Добавить в цитаты Настройки чтения

Страница 69 из 89

Люди по природе своей не приспособлены жить в условиях такого длительного стресса, пикового по своей интенсивности, какой выпал Борису Павловичу из-за безответственного решения Крымского трибунала. Это чудо, что этот могучий человек вообще не сломался, хотя можно без сомнения утверждать, что именно это решение в конце концов повлияло на исход его жизни.

Так завершилась роковая драма, отравившая лучшие годы жизни Бориса Павловича.

Но как ему удалось с нею справиться? Чем он нейтрализовал запредельные нервные перегрузки, свалившиеся на него из-за бед внешнего мира? Как подавлял обиды на допущенную по отношению к нему несправедливость? За счет чего утолял желание доказать свою невиновность?

Ну, прежде всего, ему повезло иметь исключительно гибкую данность к восстановлению, сильные инстинкты и прекрасное физическое саморегулирование.

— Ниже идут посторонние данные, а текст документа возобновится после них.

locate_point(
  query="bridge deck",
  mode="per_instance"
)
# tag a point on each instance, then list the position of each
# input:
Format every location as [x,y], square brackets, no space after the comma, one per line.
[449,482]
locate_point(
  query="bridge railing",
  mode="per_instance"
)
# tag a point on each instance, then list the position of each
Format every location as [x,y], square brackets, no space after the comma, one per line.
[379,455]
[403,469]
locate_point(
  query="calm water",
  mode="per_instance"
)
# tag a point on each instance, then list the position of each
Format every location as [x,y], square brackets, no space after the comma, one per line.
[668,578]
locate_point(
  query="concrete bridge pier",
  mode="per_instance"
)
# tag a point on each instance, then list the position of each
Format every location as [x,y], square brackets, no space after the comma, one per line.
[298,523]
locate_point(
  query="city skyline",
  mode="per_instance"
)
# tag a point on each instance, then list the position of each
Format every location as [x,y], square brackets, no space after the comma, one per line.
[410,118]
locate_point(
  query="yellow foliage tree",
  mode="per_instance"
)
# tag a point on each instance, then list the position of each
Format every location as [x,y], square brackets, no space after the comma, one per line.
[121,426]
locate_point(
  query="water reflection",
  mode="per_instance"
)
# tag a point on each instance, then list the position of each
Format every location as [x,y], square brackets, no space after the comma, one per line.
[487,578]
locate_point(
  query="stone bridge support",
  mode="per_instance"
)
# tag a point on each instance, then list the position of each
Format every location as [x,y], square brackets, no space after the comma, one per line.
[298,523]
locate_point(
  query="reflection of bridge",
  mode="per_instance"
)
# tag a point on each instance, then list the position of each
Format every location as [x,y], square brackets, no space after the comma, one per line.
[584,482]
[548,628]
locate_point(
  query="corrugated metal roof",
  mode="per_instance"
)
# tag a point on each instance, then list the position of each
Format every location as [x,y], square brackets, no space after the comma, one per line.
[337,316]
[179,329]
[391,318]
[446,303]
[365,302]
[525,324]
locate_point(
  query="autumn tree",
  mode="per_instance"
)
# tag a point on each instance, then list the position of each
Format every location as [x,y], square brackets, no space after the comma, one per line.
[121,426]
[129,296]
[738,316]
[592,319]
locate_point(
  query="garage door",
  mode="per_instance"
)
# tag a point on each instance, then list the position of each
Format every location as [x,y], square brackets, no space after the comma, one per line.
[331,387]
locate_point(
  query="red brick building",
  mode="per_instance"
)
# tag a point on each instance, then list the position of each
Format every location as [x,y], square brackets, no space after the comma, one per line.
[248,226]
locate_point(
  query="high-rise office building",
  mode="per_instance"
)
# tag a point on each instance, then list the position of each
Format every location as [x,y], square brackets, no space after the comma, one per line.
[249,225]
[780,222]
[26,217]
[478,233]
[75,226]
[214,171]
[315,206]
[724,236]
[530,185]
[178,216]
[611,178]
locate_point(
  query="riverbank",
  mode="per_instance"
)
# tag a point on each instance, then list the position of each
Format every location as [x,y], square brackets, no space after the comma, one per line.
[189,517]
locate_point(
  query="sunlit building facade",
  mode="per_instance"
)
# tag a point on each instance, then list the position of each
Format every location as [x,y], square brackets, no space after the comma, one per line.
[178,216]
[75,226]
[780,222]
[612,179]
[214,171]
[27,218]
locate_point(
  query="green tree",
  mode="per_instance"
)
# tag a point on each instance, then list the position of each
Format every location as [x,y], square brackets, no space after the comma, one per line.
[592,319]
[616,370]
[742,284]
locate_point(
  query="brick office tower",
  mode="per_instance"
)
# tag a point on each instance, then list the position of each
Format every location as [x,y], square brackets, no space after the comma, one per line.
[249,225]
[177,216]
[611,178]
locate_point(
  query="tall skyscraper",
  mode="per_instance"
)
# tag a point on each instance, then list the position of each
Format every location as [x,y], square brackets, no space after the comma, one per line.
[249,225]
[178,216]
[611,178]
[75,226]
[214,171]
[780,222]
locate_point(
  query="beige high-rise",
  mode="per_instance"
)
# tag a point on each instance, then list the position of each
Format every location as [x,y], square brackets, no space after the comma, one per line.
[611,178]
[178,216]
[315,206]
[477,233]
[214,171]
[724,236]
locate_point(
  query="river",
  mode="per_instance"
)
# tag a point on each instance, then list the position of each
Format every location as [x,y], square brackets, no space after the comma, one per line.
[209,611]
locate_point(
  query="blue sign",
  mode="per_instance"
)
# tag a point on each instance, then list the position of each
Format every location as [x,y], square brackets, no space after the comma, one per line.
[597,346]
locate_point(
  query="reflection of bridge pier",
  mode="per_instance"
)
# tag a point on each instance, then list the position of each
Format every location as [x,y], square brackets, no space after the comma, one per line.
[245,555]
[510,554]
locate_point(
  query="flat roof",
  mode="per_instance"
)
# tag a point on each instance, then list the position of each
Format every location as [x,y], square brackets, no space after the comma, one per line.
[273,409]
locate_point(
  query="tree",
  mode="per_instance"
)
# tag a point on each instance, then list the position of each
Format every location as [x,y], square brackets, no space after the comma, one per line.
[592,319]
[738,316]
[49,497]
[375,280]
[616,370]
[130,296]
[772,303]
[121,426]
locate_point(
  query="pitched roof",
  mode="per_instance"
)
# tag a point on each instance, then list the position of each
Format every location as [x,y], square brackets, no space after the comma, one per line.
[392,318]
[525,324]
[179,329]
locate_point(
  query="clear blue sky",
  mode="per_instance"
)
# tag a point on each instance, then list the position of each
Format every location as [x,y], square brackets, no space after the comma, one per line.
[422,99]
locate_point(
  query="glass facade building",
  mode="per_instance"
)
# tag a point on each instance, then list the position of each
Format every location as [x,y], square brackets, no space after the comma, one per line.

Человеку, как известно, свойственно любую объективную беду переводить в конкретную — чтобы бороться и побеждать, чтобы создавалась видимость соизмеримости той беды и собственных возможностей вынести ее. Иначе говоря, любые сильные переживания человек уравновешивает чем-то менее опасным и хорошо известным, на что способен влиять. Чем сильнее инстинкты, тем ярче выражается это замещение одного другим, объективного — частным.

Именно поэтому с людьми с несчастливой судьбой очень трудно жить рядом.

Так, ненависть к какому-то социальному строю они повсеместно переносят на тех, кто его олицетворяет, и критикуют их на каждом шагу. Аналогично этому неспособные к обучению индивиды, почти всегда винят в этом плохих учителей, а то и плохие учебники. Слабовольные и неспособные к самостоятельности люди, которые не умеют видеть управляющие факторы жизни и не способны принимать решения, винят в своих затруднениях государство. Таких примеров у каждого наберется много.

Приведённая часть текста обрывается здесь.